Burwell was born either in 1711 or in 1712 at Fairfield, the residence on Carter’s Creek in Gloucester County of his parents, Elizabeth Carter Burwell and her first husband, Nathaniel Burwell (1680–1721). His grandfathers were Lewis Burwell (d. 1710), a wealthy Gloucester County planter, and Robert “King” Carter, one of the wealthiest men in North America, who served as president of the governor’s Council. Burwell’s younger brother, Carter Burwell, who built Carter’s Grove in James City County, was twice nominated for the Council but not appointed, and his youngest brother, Robert Burwell, sat on the Council at the time of the American Revolution (1775–1783). In 1724 his mother remarried, to George Nicholas, a Williamsburg physician. According to the directions of his father’s will, Burwell’s guardian, King Carter, sent him to England to be educated. He attended Eton from 1722 to 1729, when at the age of seventeen he matriculated at Gonville and Caius College of Cambridge University. Burwell remained there for four years. Like many young men of his time, he did not take a degree, but he may have begun to study law in London at the Inner Temple in February 1733 a few months before he returned to Virginia after receiving news of the death of King Carter.
Burwell inherited a large amount of property from both parents’ sides of the family. The success of a series of lawsuits to settle inheritance rights to property in England and Virginia made him one of the wealthiest young men in the colony. Burwell continued to study law for a time after he returned to Virginia but evidently never practiced. During the third week of October 1736 he married Mary Willis. They had two or three sons and three daughters before she died in May 1746. His eldest son, Lewis Burwell (d. 1779), served in the Convention of 1776.
Lieutenant Governor Sir William Gooch noticed that Burwell returned to Virginia with a reserved and haughty manner that did not favorably impress his fellow colonists. Nevertheless, in 1742 Burwell was elected to the House of Burgesses from Gloucester County and named to the Committees of Privileges and Elections and of Propositions and Grievances. After serving in the short session that met from May 6 to June 19, he joined the top ranks of Virginia leadership. On February 10, 1743, King George II appointed Burwell to the governor’s Council. He took his seat on August 4, 1743, and remained a councillor until his death thirteen years later.

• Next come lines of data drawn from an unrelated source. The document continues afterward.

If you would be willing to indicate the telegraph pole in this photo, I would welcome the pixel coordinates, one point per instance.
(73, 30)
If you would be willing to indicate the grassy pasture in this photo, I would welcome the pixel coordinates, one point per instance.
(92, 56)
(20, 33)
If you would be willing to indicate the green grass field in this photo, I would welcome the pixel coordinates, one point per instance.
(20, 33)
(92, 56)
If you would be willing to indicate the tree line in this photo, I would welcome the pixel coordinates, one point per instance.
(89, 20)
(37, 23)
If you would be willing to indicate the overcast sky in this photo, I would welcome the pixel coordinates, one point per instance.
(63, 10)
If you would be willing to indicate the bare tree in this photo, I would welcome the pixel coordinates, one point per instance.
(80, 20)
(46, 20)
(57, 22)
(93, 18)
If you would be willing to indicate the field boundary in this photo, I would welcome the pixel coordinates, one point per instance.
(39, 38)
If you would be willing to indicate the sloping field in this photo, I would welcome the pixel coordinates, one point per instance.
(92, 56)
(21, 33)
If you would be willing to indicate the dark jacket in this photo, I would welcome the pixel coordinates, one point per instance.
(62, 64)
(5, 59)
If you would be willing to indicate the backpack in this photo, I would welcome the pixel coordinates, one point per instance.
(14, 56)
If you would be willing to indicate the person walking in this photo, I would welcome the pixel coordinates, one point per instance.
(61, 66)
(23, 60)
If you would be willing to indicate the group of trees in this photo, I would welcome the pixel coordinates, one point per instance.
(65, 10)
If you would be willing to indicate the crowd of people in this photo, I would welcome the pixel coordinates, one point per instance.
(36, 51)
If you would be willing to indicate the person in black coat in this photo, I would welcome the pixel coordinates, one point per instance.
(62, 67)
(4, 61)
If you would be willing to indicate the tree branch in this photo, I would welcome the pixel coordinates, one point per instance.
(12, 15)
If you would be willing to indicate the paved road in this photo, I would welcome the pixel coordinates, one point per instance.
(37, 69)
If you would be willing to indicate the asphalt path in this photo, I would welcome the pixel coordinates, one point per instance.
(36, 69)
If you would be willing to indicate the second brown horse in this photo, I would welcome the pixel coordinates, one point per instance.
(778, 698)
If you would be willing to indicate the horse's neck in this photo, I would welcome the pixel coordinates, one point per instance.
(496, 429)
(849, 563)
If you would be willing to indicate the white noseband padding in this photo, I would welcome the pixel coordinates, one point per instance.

At the death of Thomas Lee on November 14, 1750, Burwell became the senior member of the Council, and because the governor and lieutenant governor were both out of Virginia at the time, he served as president, in effect acting governor of Virginia, until the arrival of Lieutenant Governor Robert Dinwiddie on November 21, 1751. No General Assembly met during Burwell’s administration, but he continued Gooch’s efforts to maintain peace with the Indians in the Ohio Valley, and he selected Joshua Fry and Peter Jefferson to prepare a new map of Virginia. Thus partly responsible for the famous Fry-Jefferson map, Burwell recognized its importance and remarked of Fry that “considering that we are yet a Country of Woods, it is surprising how he could draw so beautiful a Map of it.”
Often referred to in Virginia history as President Lewis Burwell, to distinguish him from several near-contemporaries of the same name, he was closely related to several other members of the Council. A sister married William Nelson (1711–1772), and his brother Carter Burwell married a sister of Philip Grymes. In the spring of 1751 Burwell’s ill health led him to visit one of the medicinal springs in western Virginia, and on several occasions the Council met at his Gloucester County residence, presumably because of his inability to travel to Williamsburg. After Dinwiddie took office Burwell never again attended the Council. The lieutenant governor wanted to replace him with a member who could participate, but the Burwells were so well connected among the powerful families of Virginia that he took no action. Dinwiddie identified the cause of Burwell’s incapacity as “a distemper in the Mind,” which may have resulted from a cancer or tumor. A nineteenth-century writer asserted that Burwell had injured his head in a fall from his horse while in England and that the lingering effects of the wound caused his poor health and death. Lewis Burwell died at Fairfield in Gloucester County on May 6, 1756, and was buried probably in the family cemetery there. His remains were later moved along with those of other family members to the yard of Abingdon Church.